0
votes

I have files of the format test_YYYYMM.txt. I am using '-tagFile' and SUBSTRING() to extract the year and month for use in my pig script.

The file name gets added as a pseudo-column at the beginning of the tuple.

Before I do a DUMP I would like to remove that column. Doing a FOREACH ... GENERATE with only the columns I need does not work, it still retains the psuedo-column.

Is there a way to remove this column?

My sample script is as follows

raw_data = LOAD 'test_201501.txt' using PigStorage('|', '-tagFile') as
              col1: chararray, col2: chararray; 

data_with_yearmonth = FOREACH raw_data GENERATE 
                      SUBSTRING($0,5,11) as yearmonth,
                      'TEST_DATA' as test,
                      col1,
                      col2;

DUMP data_with_yearmonth;

Expected Output: 201501, TEST_DATA, col1, col2

Current Output: 201501, TEST_DATA, test_YYYYMM.txt, col1, col2

1

1 Answers

2
votes

First of all, if col1 and col2 are string then you should declare them as CHARARRAY in Pig. Plus, I guess your current output is actually : 201501, TEST_DATA, test_YYYYMM.txt, col1. Tell me if I'm wrong, but as you used '-TagFile' the first column is the file title, this is why you access to it with $0 in your SUBSTRING.
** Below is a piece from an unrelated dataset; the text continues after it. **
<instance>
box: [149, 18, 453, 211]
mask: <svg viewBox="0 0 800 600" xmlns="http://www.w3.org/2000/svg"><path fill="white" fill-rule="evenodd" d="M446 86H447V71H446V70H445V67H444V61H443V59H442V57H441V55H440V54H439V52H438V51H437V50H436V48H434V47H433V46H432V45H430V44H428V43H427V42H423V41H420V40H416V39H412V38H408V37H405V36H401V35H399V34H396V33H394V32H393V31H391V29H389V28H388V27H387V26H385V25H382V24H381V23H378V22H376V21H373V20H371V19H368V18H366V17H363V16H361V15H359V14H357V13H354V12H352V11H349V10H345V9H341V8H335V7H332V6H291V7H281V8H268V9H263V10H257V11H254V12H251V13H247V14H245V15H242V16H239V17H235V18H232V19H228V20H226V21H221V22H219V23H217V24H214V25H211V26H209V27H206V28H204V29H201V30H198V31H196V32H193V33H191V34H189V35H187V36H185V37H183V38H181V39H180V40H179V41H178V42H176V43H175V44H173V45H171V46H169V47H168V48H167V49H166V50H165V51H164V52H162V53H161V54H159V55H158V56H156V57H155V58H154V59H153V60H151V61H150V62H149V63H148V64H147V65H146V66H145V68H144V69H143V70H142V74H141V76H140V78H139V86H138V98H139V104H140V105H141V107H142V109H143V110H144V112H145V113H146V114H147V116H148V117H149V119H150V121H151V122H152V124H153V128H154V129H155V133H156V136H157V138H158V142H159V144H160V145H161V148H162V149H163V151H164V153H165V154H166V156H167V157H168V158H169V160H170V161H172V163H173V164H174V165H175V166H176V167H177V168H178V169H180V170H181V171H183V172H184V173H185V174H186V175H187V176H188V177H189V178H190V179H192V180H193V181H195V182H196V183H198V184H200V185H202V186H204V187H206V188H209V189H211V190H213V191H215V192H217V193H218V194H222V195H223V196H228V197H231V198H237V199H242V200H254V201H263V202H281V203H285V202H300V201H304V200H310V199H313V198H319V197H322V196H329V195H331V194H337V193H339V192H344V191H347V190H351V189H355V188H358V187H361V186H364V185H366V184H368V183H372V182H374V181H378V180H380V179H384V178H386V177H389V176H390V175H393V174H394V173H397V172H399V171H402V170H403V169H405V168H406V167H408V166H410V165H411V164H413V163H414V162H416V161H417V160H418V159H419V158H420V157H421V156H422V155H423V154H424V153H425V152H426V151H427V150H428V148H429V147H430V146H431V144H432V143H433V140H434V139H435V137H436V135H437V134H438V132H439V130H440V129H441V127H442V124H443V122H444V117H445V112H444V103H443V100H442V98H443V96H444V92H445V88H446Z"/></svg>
You can try with this code :

raw_data = LOAD 'text_201505.txt' 
           USING PigStorage('|', '-tagFile') 
           AS (title: CHARARRAY, col1: CHARARRAY, col2: CHARARRAY); 

data_with_yearmonth = FOREACH raw_data 
                         GENERATE 
                             SUBSTRING($0,5,11) AS yearmonth,
                             'TEST_DATA' AS test,
                             col1,
                             col2;

 DUMP data_with_yearmonth;